One important edge case occurs when the query contains extra uppercase letters after the pattern has already been fully matched. For example, "FooBarTest" with pattern "FB" should fail because the trailing uppercase 'T' cannot be inserted. A naive implementation might stop once the pattern is matched and incorrectly return true. This implementation continues scanning the remaining query characters and rejects any unmatched uppercase letters.

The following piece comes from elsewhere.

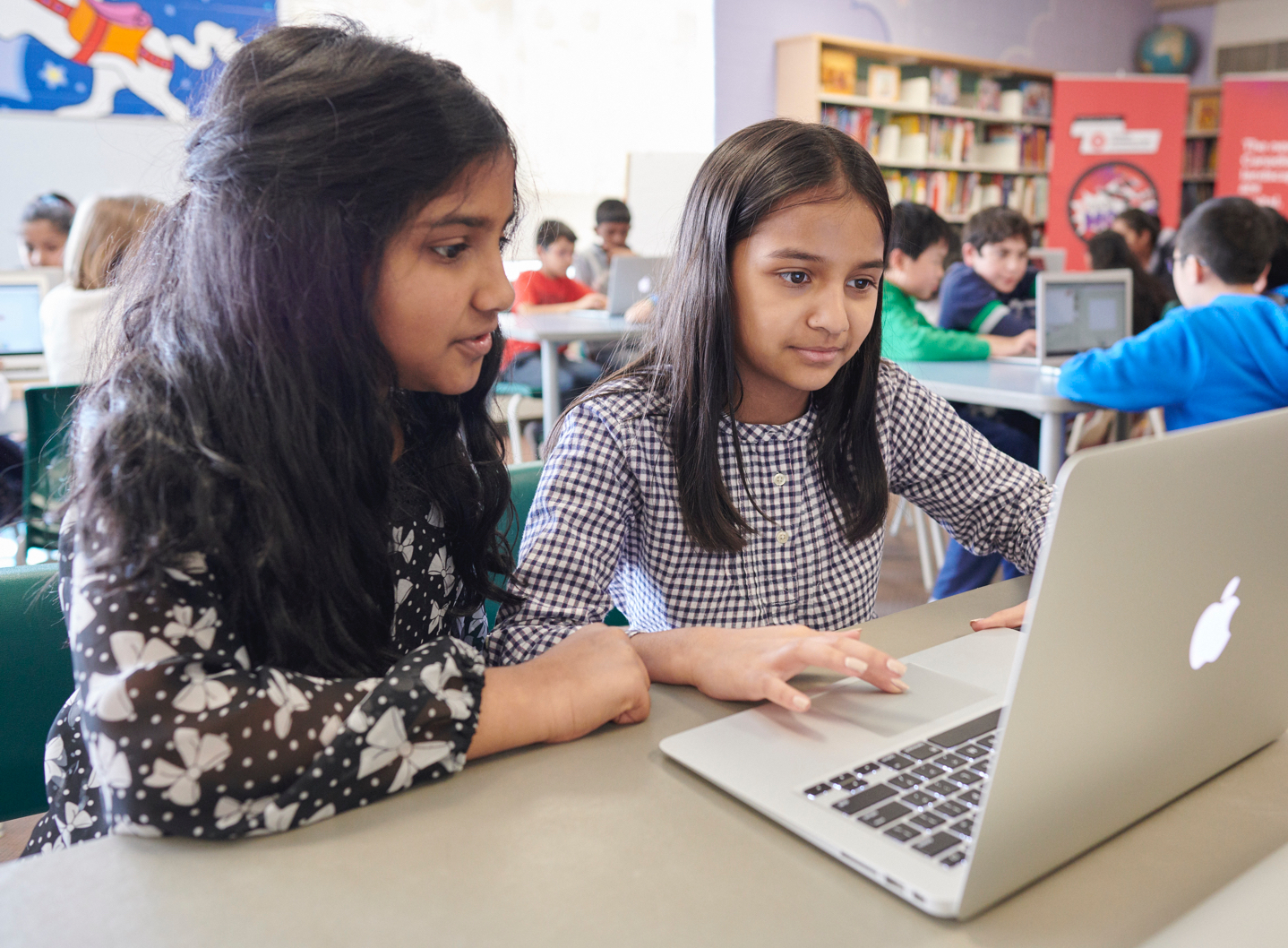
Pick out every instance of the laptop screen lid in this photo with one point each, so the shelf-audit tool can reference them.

Another important edge case is when the query is shorter than the pattern. For example, query "FB" and pattern "FooBar" cannot match because some pattern characters are never found. The implementation handles this by verifying at the end that every pattern character has been consumed.

A third important edge case involves lowercase mismatches. For example, "FooooBaaaar" should match "FB" even though many extra lowercase letters appear between matching characters. A buggy implementation might require contiguous matching. This solution correctly skips lowercase characters whenever they do not match the current pattern character.

A fourth edge case appears when uppercase letters align incorrectly. For example, "ForceFeedBack" does not match "FB" because the second uppercase letter is 'F' instead of 'B'. The implementation immediately rejects uppercase mismatches, guaranteeing correctness for camel case structure validation.